Meta Fined $1.3 Billion Over Data Transfers to U.S.

Posted on 05/22/23 | News Source: WSJ

Facebook owner Meta Platforms was fined $1.3 billion by European Union regulators for sending user information to the U.S., a record privacy penalty for the bloc.

The ruling raises pressure on the U.S. government to complete a deal that would allow Meta and thousands of multinational companies to keep sending such information stateside. The size of the fine also underscores the increasing risks of running afoul of the European Union’s privacy rules as its enforcement tightens.  

Tech companies have been especially vulnerable to regulatory scrutiny over European privacy concerns. That has only increased since European courts overturned in 2020 a previous, data-sharing deal between the U.S. and EU. 

Most large international companies—not just tech firms—rely on a relatively free flow of data across the Atlantic, and the steep fine punctuates the risks companies of all stripes are taking without a new deal in place.

Meta’s top privacy regulator in the EU said in its decision Monday that Facebook has for years illegally stored data about European users on its servers in the U.S., where it contends the information could be accessed by American spy agencies without sufficient means for users to appeal.

The 1.2-billion-euro fine surpasses the previous record of €746 million, or $806 million, levied under the General Data Protection Regulation, against Amazon in Luxembourg in 2021 for privacy violations related to its advertising business. Amazon has appealed that decision in Luxembourg courts.

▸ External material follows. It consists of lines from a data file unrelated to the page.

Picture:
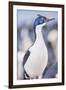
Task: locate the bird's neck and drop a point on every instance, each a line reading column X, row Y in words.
column 39, row 33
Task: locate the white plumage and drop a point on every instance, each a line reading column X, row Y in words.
column 37, row 61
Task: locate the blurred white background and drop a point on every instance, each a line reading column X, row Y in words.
column 4, row 44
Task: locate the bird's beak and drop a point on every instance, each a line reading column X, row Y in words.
column 48, row 19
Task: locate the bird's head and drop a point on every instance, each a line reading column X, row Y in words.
column 42, row 20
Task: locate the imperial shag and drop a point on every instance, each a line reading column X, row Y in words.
column 36, row 57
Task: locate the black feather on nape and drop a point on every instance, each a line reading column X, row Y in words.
column 26, row 57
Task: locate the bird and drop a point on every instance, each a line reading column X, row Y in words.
column 23, row 45
column 36, row 57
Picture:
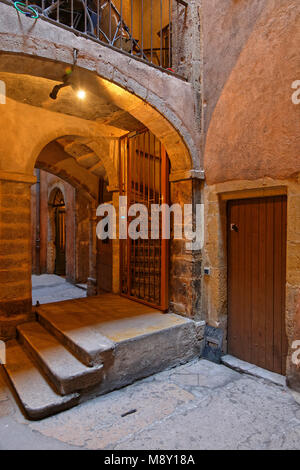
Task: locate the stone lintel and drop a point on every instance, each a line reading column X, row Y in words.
column 17, row 177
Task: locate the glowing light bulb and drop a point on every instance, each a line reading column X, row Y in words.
column 81, row 94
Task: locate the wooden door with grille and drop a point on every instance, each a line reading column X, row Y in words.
column 256, row 281
column 144, row 179
column 60, row 233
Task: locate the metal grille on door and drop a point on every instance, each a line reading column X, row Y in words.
column 144, row 171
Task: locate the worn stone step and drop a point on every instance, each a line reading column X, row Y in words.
column 66, row 372
column 78, row 334
column 36, row 396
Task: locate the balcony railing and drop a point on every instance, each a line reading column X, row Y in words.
column 142, row 28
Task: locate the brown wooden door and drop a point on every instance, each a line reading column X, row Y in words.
column 256, row 281
column 144, row 177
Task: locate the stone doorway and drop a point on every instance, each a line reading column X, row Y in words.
column 59, row 216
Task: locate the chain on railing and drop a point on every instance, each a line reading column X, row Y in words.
column 142, row 28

The steep fine represents a step change from EU privacy regulators, who are increasing their enforcement of the GDPR, the bloc’s privacy law, some five years after it came into effect. A board of EU regulators has taken more control over cross-border decisions—and has insisted on bigger fines, people familiar with the deliberations say. 

Ahead of Monday’s decision, the EU board insisted that Ireland issue a fine of between 20% and 100% of the maximum allowable penalty, the decision said. The GDPR allows for a fine of up to 4% of worldwide annual revenue, or nearly $4.7 billion in Meta’s case. 

“Facebook has millions of users in Europe, so the volume of personal data transferred is massive,” said Andrea Jelinek, chair of the board of EU privacy regulators. “The unprecedented fine is a strong signal to organizations that serious infringements have far-reaching consequences.”